All the participants were able to tolerate the NMES for all 12 sessions for a total of 96 NMES treatments. Table 2 shows mean maximum tolerated intensity level of stimulation for lingual and submental stimulation. Table 3 shows the mean level of facial intensity and DLS of all sessions for each participant when a motor level stimulation was reached. The results show that the acceptable tolerable stimulation level for participants to achieve motor level stimulation was 60.7355 mA.

Table 2 Maximum tolerated intensity stimulation for lingual and submental stimulation for all sessions
Table 3 Mean facial intensity levels and discomfort scale

To explore the relation between stimulation intensity level and discomfort level, a Pearson product-moment correlation coefficient was computed (Table 4 shows the results). There was a negative correlation between the two variables, r = − 0.471, n = 96, p < 0.001. There was also a negative correlation between discomfort level and labial and submental placements. The correlation (r) values were − 0.82 and − 0.65 respectively.

Table 4 Pearson product-moment correlation coefficient

Discussion

Results of this study provide strong support for the tolerability of facial NMES. Since the face has a significant number of sensory receptors as well as high distribution density of nerve endings, it might be argued that motor level NMES might be intolerable by patients who have some sort of facial and labial weakness. However, this study demonstrated that healthy participants were able to tolerate motor level facial NMES with an acceptable amount of discomfort.

Further, this study demonstrated that the DLS is a useful tool to check for discomfort levels in patients who receive motor level NMES. Additionally, this tool may be useful in comparing the tolerability levels in patients who receive NMES, hence, predicting if a motor level stimulation can be achieved or not. Indeed, the statistical analysis demonstrated significant correlations between DLS and NMES intensity levels.

Review of the literature revealed no prior studies that addresses assessing discomfort levels when NMES is used. Hence, the results of this study cannot be compared to other studies. However, this study is consistent with studies that investigated pain measures in healthy participants [17, 19,20,22].
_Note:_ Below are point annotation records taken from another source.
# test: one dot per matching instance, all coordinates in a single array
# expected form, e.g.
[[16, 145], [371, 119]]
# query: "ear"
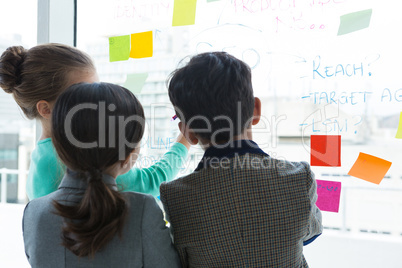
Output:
[[131, 158], [257, 111], [44, 109], [188, 133]]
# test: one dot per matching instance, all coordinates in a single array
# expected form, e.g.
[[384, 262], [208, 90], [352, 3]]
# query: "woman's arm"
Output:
[[148, 180]]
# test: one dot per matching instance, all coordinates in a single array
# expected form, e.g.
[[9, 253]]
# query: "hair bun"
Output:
[[10, 67]]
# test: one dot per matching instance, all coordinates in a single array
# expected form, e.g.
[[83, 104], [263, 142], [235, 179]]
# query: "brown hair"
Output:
[[40, 73], [100, 215]]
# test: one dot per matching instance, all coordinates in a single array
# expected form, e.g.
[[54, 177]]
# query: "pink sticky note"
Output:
[[329, 195]]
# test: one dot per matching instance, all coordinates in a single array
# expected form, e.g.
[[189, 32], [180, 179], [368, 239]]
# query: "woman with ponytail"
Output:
[[35, 78], [87, 222]]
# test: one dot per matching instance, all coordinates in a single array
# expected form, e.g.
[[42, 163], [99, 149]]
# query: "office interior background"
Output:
[[311, 81]]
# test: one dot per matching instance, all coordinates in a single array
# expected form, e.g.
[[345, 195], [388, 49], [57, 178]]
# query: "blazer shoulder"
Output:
[[285, 167]]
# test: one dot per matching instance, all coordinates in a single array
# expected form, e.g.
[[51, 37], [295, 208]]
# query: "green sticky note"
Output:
[[184, 12], [119, 48], [399, 132], [135, 82], [354, 21]]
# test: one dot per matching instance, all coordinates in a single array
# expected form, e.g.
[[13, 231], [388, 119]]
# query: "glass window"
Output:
[[312, 76], [18, 22]]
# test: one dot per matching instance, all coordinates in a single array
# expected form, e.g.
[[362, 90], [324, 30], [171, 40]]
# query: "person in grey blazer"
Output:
[[87, 222]]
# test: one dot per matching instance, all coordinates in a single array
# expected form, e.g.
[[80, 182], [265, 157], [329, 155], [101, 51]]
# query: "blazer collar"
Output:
[[237, 147], [71, 179]]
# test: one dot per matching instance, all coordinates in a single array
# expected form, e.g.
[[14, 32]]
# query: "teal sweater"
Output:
[[46, 171]]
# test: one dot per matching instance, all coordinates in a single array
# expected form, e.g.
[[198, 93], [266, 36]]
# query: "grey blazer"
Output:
[[145, 242]]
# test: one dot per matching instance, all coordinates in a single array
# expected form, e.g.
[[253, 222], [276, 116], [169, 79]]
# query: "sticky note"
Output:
[[184, 12], [135, 82], [354, 21], [399, 131], [329, 195], [370, 168], [119, 48], [325, 150], [142, 45]]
The Pearson Product Moment Correlations revealed a negative value. This negative factor indicates that as the stimulation increased in intensity, the comfort level judgement for participants decreased over time. This is surprising that an increase in electrical stimulation over multiple sessions would lead to a person identifying that the comfort of the treatment was reduced.
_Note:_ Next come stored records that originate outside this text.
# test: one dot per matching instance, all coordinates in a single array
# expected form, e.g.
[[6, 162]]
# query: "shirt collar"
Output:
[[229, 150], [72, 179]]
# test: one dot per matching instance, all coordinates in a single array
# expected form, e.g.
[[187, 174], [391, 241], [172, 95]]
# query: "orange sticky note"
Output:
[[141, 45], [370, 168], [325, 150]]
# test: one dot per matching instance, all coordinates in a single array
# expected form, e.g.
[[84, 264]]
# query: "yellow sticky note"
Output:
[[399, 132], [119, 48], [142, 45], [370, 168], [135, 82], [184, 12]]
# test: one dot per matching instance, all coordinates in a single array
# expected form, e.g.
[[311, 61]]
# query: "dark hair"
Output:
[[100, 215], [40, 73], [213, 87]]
One significant limitation of the present study is that it was performed on healthy participants. Participants in experimental studies can be assured that there will be no harm, whereas patients in clinical sittings cannot always be so sure of this factor. Thus, in clinic, discomfort level may be associated with emotional and psychological implications that can influence one’s perception of discomfort. Therefore, the findings from this study do not necessarily generalize to patients in the clinic. It would be useful to examine DLS findings in response to treatment procedures known to evoke clinical discomfort to determine generalizability of the scale.

Another limitation is that this study did not address the effect of gender on discomfort levels. Previous studies that investigated pain measurements showed that there is gender effect, with females reporting higher pain tolerance [23].

Nevertheless, this study provided a stepping-stone to develop a tool to measure discomfort levels in procedures that evoke discomfort such as NMES. Additionally, such a scale is can be useful in research to demonstrate the safety of a procedure but also in clinical sittings to compare the tolerance level of our patients in comparison with the general population. Thus, further research is needed to compare this measure in clinical settings to confirm the generalizability of the current findings to clinical populations.